Concentrations/Minors: BA in Modern Greek and Art History, Museum Studies Minor
Why did you decide to pursue the museum studies minor?
I can’t really remember a time that I didn’t like museums. When I was growing up, I loved playing and learning in science and children’s museums. As I grew older, I gained an appreciation for art and history museums as means of deeper exploration and application of what I had learned in school. For some reason, I’ve just always been fascinated by objects – not only their physical characteristics but also the stories that they do, and don’t, tell. When the new museum studies minor was announced at the end of my junior year at Michigan, I was more than intrigued to learn about the underlying why’s and how’s of all the museums I had visited over the years.
How did the museum studies minor impact your other fields of study?
It seemed like a natural complement to my art history major – a way of putting all of the theory and history I had learned into practice. With modern Greek, the connection was not as readily apparent at first. Gradually learning about the various roles and interpretations of objects in different cultures, though, helped me better understand how museums and their preservation of Greek objects – from ancient to modern – has influenced the formation of modern Greek culture and society.
What was your favorite class that you took for the minor requirements and why?
Elaine Gazda’s museums class. Her approach was both discussion- and experience-based, which was very engaging. We also took a weekend field trip to New York City to meet with curators at the Metropolitan Museum of Art and tour as many museums as possible in about 36 hours. Many of our other classes were held at local museums and involved discussions with other museum professionals.
How was your internship experience?
I was lucky enough to have two internships – one to fulfill the internship requirement and the other qualifying as an elective.
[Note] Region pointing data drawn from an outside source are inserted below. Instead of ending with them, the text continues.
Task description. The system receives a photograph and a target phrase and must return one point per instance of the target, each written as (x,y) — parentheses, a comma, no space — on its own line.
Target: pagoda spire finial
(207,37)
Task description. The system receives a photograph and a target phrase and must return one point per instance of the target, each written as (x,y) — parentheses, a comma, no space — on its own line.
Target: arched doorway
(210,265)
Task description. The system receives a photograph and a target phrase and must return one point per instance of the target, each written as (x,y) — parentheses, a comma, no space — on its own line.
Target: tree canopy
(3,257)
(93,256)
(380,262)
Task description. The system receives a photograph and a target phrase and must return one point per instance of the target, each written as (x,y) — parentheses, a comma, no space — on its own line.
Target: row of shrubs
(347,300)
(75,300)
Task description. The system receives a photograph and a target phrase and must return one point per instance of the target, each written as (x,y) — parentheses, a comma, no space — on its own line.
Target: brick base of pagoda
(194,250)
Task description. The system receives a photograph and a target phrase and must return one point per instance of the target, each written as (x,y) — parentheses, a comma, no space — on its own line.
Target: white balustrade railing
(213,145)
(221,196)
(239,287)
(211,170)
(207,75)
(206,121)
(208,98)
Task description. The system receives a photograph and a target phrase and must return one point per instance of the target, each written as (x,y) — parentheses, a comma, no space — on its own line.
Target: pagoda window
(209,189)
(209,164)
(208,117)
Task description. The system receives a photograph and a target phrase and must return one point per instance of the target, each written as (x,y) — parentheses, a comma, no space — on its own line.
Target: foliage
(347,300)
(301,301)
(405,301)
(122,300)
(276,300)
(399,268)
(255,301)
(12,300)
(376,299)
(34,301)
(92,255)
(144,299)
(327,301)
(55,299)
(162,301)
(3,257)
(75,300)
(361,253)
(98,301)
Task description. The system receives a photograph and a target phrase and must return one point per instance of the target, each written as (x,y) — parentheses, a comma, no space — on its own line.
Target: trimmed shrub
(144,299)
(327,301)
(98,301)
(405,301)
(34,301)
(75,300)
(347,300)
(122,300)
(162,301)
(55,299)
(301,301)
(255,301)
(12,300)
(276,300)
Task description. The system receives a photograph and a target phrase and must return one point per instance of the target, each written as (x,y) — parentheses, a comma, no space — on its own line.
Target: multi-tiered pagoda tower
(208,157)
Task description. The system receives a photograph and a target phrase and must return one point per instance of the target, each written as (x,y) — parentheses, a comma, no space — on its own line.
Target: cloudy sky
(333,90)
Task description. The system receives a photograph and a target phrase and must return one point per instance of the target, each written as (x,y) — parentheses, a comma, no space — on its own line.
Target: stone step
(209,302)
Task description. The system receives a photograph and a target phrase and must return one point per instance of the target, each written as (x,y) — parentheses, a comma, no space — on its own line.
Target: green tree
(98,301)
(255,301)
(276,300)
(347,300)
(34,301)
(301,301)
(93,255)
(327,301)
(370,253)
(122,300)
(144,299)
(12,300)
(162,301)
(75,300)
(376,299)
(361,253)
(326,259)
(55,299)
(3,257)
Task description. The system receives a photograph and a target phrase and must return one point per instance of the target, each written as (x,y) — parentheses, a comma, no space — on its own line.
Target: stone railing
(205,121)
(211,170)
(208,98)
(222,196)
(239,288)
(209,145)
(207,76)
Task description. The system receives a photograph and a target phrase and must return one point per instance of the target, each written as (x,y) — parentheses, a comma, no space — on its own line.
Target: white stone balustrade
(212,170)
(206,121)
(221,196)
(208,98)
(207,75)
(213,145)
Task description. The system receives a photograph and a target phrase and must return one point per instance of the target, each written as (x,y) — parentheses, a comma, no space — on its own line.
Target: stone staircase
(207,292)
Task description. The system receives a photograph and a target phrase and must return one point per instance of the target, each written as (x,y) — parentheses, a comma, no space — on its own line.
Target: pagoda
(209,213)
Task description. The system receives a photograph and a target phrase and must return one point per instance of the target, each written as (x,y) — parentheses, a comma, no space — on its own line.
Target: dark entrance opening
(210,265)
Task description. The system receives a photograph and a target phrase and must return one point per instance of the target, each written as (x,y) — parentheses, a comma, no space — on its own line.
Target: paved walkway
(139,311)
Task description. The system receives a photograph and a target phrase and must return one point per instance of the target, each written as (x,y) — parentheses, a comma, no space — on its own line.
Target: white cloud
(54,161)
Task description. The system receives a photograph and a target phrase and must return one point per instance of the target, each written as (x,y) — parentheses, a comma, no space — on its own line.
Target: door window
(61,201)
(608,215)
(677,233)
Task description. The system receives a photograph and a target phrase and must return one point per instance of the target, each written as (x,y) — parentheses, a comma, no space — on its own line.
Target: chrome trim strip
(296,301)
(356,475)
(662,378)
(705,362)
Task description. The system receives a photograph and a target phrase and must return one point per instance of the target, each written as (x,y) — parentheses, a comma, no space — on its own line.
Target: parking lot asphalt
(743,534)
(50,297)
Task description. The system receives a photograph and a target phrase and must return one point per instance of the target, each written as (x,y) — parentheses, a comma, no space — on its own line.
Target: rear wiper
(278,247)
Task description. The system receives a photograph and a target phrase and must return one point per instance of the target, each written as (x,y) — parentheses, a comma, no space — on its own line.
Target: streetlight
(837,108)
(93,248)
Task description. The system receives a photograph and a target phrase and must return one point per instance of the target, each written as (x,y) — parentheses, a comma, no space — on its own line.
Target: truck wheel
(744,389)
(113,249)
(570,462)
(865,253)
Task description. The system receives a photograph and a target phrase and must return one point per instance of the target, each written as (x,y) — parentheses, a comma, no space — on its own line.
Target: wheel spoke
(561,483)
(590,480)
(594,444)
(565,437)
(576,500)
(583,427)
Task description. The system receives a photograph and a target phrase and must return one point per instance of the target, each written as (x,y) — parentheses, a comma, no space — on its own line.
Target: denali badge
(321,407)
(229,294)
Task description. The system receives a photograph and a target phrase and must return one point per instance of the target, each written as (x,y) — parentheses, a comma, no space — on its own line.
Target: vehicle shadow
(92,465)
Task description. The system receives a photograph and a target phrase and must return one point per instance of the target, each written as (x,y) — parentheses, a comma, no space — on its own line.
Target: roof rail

At the Map Library, I helped compile an annotated bibliography of potential atlases for an upcoming Mediterranean exhibit. I had the opportunity to leaf through incredible atlases held by the U of M library system and assume the thought process of a curator – deciding on what pieces would be compelling and why. In my other internship, I worked with a team from the School of Education – composed of a professor and two graduate students – that was creating a new world history curriculum for Michigan middle school students. I acted as a museum consultant of sorts, developing ways to reinforce the curriculum with objects held by the numerous University of Michigan museums. Both were valuable, entertaining learning experiences that helped me see the utility and value of museums beyond the typical public visitor experience.
Which museums has the minor led you to be involved in?
While I was at Michigan, the minor led me to be involved with the UMMA, Exhibit Museum of Natural History, and the Map Library in a range of capacities – student docent, tour guide, curriculum planner, and exhibit researcher. Right after graduation, I went to work as an Elizabeth Perkins Fellow at the Museums of Old York in my home state of Maine. Here, I collaborated with two other fellows in planning the reinterpretation of an 18th-century historic tavern building. This past spring, while studying at Maine Maritime Academy in Castine, Maine, I completed a project with the Wilson Museum – a small but very diverse museum on the coast – helping to revitalize their membership program. Now that I’m living in San Diego, I’m looking forward to becoming involved in the vast array of museums that the city is home to.
How do you feel your life at the university and beyond has been and will be affected by pursuing a museum studies minor?
The word that first comes to mind is enrichment. At the university, my involvement in the museum studies minor led to a number of unique, memorable learning experiences: the digital curation project, a field trip to New York City, browsing through centuries old atlases, and handling artifacts from Paleolithic peoples. Even after graduating from Michigan, my understanding and appreciation of museums has led to many incredible experiences, both professional and personal. Going forward, I know that I will continue to seek out opportunities to be involved in museums – it’s just too rewarding and continuously fascinating to forgo.
Why would you recommend a student to pursue a museum studies minor?
For anyone who has ever had a memorable experience at a museum, zoo, theme park, or even retail store, enjoyable or otherwise, I think the museum studies minor imparts a valuable and rewarding understanding of our interactions and relationships with the material (and, in some cases, even immaterial) world. For me, it helped me satisfy my curiosity of why I have been drawn to museums, why I enjoy looking at and learning about objects. Interestingly, I also came to understand why I have not enjoyed some museums. For this reason, I would recommend the museum studies minor to museum lovers and strangers alike. Also, although I did not realize it at the time, I gained a great amount of business management knowledge. This proved quite valuable during my graduate work in global logistics and allowed me to contribute a different perspective – i.e., that of the not-for-profit world – to discussions and in my coursework.
Where do you see museums fitting into your future?
Hopefully always closely, whether it be personally or professionally. Even though I’m not working in the field currently, I would love to someday pursue a director position – once I have gained the business management experience it requires. After I have settled into my new world here on the west coast, I plan to begin seeking out opportunities to become involved at museums in San Diego – my life just wouldn’t feel complete without it.